A k-nearest neighbor algorithm for smoothing scRNA-Seq data
The previously discussed ideas suggested that a simple way to determine the k nearest neighbors for all cells would be to normalize their expression profiles, apply the FTT, and then find the k closest cells for each cell based on the Euclidean metric. However, we reasoned that this simple approach could be improved upon, because the noisiness of the data itself can interfere with the accurate determination of the k nearest neighbors. We therefore instead decided to adopt a step-wise approach, whereby initially, each profile is only minimally smoothed (using k1 = 1). In the second step, a larger set of nearest neighbors (e.g., k2 = 3) is identified for each cell based on those minimally smoothed profiles, and the raw data is then smoothed using these larger sets of neighbors. Additional steps using increasing ki are performed until the desired degree of smoothing is reached (i.e., ki = k). By choosing the i’th step to use ki = min{2i − 1, k}, each step theoretically improves the signal-to-noise ratio by a factor of √2 — except for the last step, for which the improvement can be smaller —, and only a small number of steps are required even for large choices of k (e.g., six steps for k = 63). The resulting “kNN-smoothing” algorithm is formalized in Algorithm 1 (see Supplement for a reference implementation in Python). We found that in contrast to a simple “one-step” approach, the step-wise identification of neighbors gave significantly better results and avoided the generation of obvious smoothing artifacts (data not shown).

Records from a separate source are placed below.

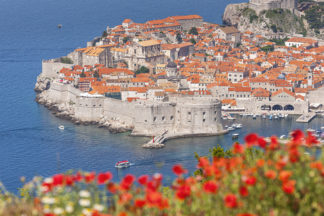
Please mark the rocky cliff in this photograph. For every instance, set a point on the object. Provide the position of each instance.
(66, 109)
(267, 22)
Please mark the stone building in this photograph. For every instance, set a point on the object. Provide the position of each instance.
(144, 53)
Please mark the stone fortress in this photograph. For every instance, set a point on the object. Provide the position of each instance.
(177, 115)
(260, 5)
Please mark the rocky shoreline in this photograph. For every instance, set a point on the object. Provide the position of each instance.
(66, 110)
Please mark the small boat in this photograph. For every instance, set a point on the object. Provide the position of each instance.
(282, 137)
(238, 126)
(235, 136)
(122, 164)
(230, 128)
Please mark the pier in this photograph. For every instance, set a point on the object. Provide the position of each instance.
(157, 141)
(305, 118)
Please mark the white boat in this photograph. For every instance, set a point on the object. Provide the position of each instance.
(230, 128)
(235, 136)
(122, 164)
(282, 137)
(238, 126)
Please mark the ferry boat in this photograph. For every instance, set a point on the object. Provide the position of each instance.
(235, 136)
(230, 128)
(122, 164)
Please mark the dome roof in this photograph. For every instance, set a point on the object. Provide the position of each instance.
(172, 65)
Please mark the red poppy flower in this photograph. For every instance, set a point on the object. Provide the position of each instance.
(251, 139)
(112, 188)
(104, 177)
(127, 181)
(261, 142)
(270, 174)
(77, 177)
(210, 187)
(230, 201)
(90, 177)
(244, 191)
(143, 179)
(69, 180)
(183, 192)
(284, 175)
(289, 186)
(58, 179)
(297, 136)
(274, 143)
(139, 203)
(251, 180)
(178, 170)
(245, 214)
(311, 139)
(203, 162)
(238, 149)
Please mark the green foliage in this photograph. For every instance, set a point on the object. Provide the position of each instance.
(125, 39)
(66, 60)
(178, 37)
(268, 48)
(104, 34)
(96, 74)
(142, 69)
(314, 15)
(250, 13)
(274, 28)
(82, 74)
(193, 31)
(193, 41)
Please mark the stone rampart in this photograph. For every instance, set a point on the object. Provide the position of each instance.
(50, 68)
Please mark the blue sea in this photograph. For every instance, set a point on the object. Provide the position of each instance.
(30, 141)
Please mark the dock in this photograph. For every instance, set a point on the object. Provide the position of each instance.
(157, 141)
(305, 118)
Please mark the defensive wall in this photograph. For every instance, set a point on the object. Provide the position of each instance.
(50, 68)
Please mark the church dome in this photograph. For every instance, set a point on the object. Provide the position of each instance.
(171, 65)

Application of kNN-smoothing to scRNA-Seq data of human pancreatic islets improves the signal-to-noise ratio of cell type-specific expression profiles
To test whether kNN-smoothing would improve the ability to distinguish between different cell types in a scRNA-Seq experiment, we applied our algorithm to a dataset of human pancreatic islets, containing various cell types (Baron et al. 2016). We performed principal component analyses and observed several improvements for the smoothed data (see Figure 4a,b): First, cell type clusters appeared significantly more compact in principal component space, indicating that the smoothed expression profiles were more similar than unsmoothed profiles for cells of the same type, but more different for cells from distinct types. Second, a single cluster of cells that contained alpha cells as well as other cells separated into two highly distinct clusters after smoothing. Notably, all alpha cells were still contained within a single cluster after smoothing. This suggested smoothing helped reveal important differences that were not previously captured by the first two principal components. Third, the proportion of cells of each type that could be identified using simple marker gene expression thresholds increased slightly, suggesting that the expression values of individual marker was less noisy in the smoothed data. Finally, a much greater share of total variation was explained by the first two principal components for the smoothed data than for the unsmoothed data (41.1% vs 23.9%), which would be consistent with a greater share of variation originating from true biological differences rather than technical noise. In addition to PCA, we also applied t-SNE to the data (Maaten and Hinton 2008), and similarly obtained more compact cell type clusters (see Figure 4c,d).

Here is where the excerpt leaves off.